Que fique bem claro: este não é um filme para crianças, pelo menos as que sabem ler e já têm um mínimo de discernimento das coisas. A primeira parte da história é impregnada de indescritíveis palavrões e expressões pesadas, chulas ao extremo. O exagero é tanto que resvala no mais puro mau-gosto, infelizmente. Conhecido pela crítica incisiva, pelo humor ácido e pela gozação típica com certas figuras famosas (como Barbra Streisand, que mais uma vez é avacalhada aqui), o seriado dos moleques nada politicamente corretos se expande para um longa-metragem que se aproveita bem da distância do meio televisivo e da censura adulta para bombardear a platéia com números musicais estúpidos como um tal de Uncle Fucka, cujo refrão infelizmente gruda na mente assim que é ouvido. Aliás, esta é outra característica de South Park, o atrevimento de se dar ao luxo de ser um musical. Tirando as coisas de mau-gosto, até que a fórmula funciona.
Se o espectador conseguir resistir à primeira metade do filme, acabará sendo recompensado com muitas gargalhadas em meio às referências e piadas relâmpago que pipocam a cada segundo. Aí é que se percebe que os moleques não são a coisa mais engraçada do filme, e muito menos a dupla peidorrenta Terrance & Phillip (que chegou até a ganhar série própria!). As melhores seqüências e piadas ficam a cargo de Saddam Hussein e seu amante, o Diabo, numa representação que subverte a imagem do capeta ao retratá-lo como um brutamontes sentimental e passivo, dominado pelo implacável ditador iraquiano. Não é à toa que o filme foi proibido dentro do Iraque na época de seu lançamento! Não sei se ainda é hoje.

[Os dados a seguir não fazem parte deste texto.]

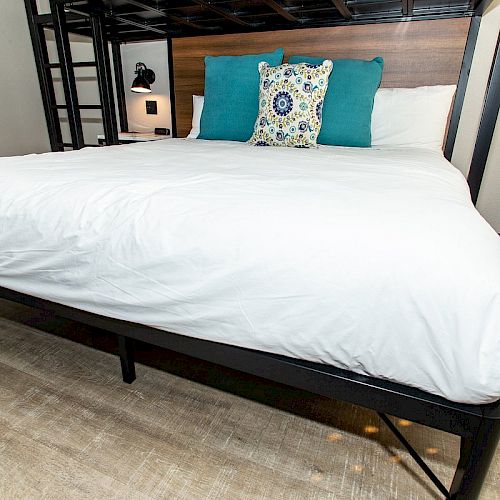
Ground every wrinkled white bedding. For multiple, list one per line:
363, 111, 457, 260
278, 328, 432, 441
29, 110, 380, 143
0, 140, 500, 403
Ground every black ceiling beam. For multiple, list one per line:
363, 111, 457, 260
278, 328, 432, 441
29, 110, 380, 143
122, 0, 213, 30
332, 0, 352, 19
106, 13, 168, 36
263, 0, 300, 23
189, 0, 254, 27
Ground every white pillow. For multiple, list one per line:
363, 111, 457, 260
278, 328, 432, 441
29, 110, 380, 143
371, 85, 456, 150
187, 95, 205, 139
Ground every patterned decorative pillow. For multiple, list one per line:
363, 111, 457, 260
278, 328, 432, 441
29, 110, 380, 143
248, 59, 333, 148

Para os não iniciados na série da televisão o longa-metragem de South Park pode ser um choque. Tudo fará bem mais sentido e terá muito mais graça se a platéia já for fã, e mesmo estes podem acabar sentindo a mão bem mais pesada dos dementes Trey Parker e Matt Stone na concepção desta maluquice.
Além do trailer e de três teasers, há ainda na seção de extras um videoclipe da música What Would Brian Boitano Do?, que mistura uma banda de verdade qualquer com trechos do filme. Tudo o que consegui descobrir sobre esse tal de Boitano é que ele é um patinador famoso no hemisfério norte. Ironicamente, esta é a canção mais bacana de toda a parte musical do filme.